Friday, May 23, 2008

The eyes have it

I always remember peoples' eyes. Their mouths and hands too, but the eyes have it. That doesn't mean I know what colour their eyes are but I always remember what emotions they portrayed.

My father had eyes of the palest blue, like the sky directly above on a hot summer day. Bleached blue. They always smiled when he saw one of us (me and my sisters) like he couldn't imagine a better thing to look at. They often looked sad when he didn't think we were looking. Sometimes overwhelmed - I guess raising four girls in the 60s and 70s pretty much on his own can do that to a man. Once, only once they looked both scared and angry.

I was 16 and two hours late coming home from the movies with my boyfriend. We'd driven to a town an hour away on the open highway and on the way home the fan belt broke. We had to keep stopping at farm houses to fill the radiator with water. Not once did it occur to me to ask one of the farmers if I could ring Dad and let him know what had happened. It was in the days before mobile phones, even before car phones.

When I walked in the front door he came towards me and the look in his eyes terrified me. He crowded me until I backed into a wall and wagged his finger less than an inch away from my face. It was the most violent I'd ever seen him. He was so out of control he was shaking. I can't remember most of what he said to me. I know he waited until I told him what happened but everything between "Where were you?" and "Don't ever scare me like that again" is lost. But I remembered his eyes and made sure I never made them look like that again.

My daughter Lauren's eyes glitter with a zest for life that encourages me to join in. I've spent a lot of years studying her eyes and know that most of the time they're brown but sometimes they're bright green. I think it has something to do with her health and what vitamins or minerals her body is lacking. I could look at her eyes for hours and never be bored. Every interest or joy or sadness is reflected there and, by just looking at her, I can share it.

I have no idea what colour David's eyes are. I've been going out with him for 7 years, living with him for two but can't remember the colour of his eyes. I know they're soft and gentle and make me want to sink into his arms and stay there. Over the years I've seen them change from tense to relaxed and content. They smile a lot now. They reflect his personality too - generous and caring.
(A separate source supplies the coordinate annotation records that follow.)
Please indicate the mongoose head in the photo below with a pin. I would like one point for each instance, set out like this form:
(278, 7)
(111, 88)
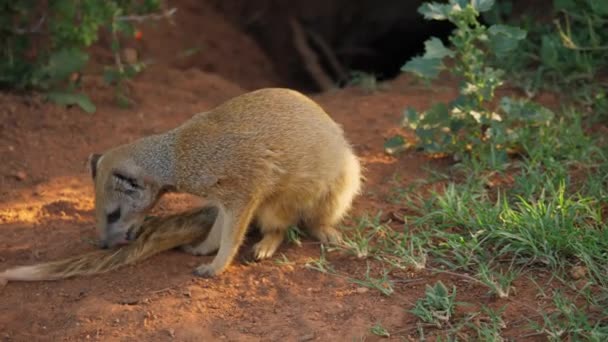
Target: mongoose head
(123, 196)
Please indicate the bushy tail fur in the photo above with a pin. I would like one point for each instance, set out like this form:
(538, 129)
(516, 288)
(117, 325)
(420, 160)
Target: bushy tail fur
(156, 235)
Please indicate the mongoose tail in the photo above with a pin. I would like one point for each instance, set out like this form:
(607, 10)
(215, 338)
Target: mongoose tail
(156, 235)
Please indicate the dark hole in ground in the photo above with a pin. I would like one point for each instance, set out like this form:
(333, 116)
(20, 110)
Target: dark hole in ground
(371, 36)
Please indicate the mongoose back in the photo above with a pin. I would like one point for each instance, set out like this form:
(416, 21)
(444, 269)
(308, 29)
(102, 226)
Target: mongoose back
(156, 235)
(272, 156)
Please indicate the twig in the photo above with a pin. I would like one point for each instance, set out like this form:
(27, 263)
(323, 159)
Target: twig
(34, 29)
(117, 58)
(310, 59)
(140, 18)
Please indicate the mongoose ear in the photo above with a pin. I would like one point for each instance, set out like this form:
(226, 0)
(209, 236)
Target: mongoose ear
(128, 182)
(92, 163)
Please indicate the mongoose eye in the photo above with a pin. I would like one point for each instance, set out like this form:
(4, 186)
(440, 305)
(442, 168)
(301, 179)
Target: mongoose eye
(114, 216)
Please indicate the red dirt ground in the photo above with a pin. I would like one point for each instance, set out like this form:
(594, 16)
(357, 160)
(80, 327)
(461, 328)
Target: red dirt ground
(46, 213)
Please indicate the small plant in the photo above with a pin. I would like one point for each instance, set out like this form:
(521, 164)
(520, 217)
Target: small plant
(437, 306)
(379, 330)
(571, 323)
(466, 125)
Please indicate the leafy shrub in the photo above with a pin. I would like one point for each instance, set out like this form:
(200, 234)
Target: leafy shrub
(567, 52)
(466, 125)
(44, 42)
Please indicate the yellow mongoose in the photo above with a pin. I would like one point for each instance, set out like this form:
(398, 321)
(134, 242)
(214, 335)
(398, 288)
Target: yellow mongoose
(156, 235)
(270, 155)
Most eyes are like that - not generous and caring, but reflect the personality of the person.

I met one person years ago whose eyes didn't do that. It was a student I taught, a girl who was very nice and polite and worked hard. Her eyes were silver. Not grey - silver. It was a hard, solid silver, immovable, not molten or changeable. They reflected the light so strongly it was like looking into a mirror all the time, or a flourescent light. I found it very disconcerting. Even when she laughed or cried, her eyes didn't change. The tears made them look shinier but that's all. The colour was so strong that I could see it clearly from across the room, not like other people's eyes where you have to be up close to see exactly what colour they are. It was always a shock to turn from the board and look at the faces of the students in the room - all the other students were faces, their eyes just part of the shape, but with her I saw her eyes first. I remember being thankful that she was a student and I didn't have to try to get to know her or like her because I found her eyes very difficult to deal with. I also remember hoping her classmates didn't have my difficulty. It would have been awful if her friends had judged her because of her eye colour - something she didn't have any control over.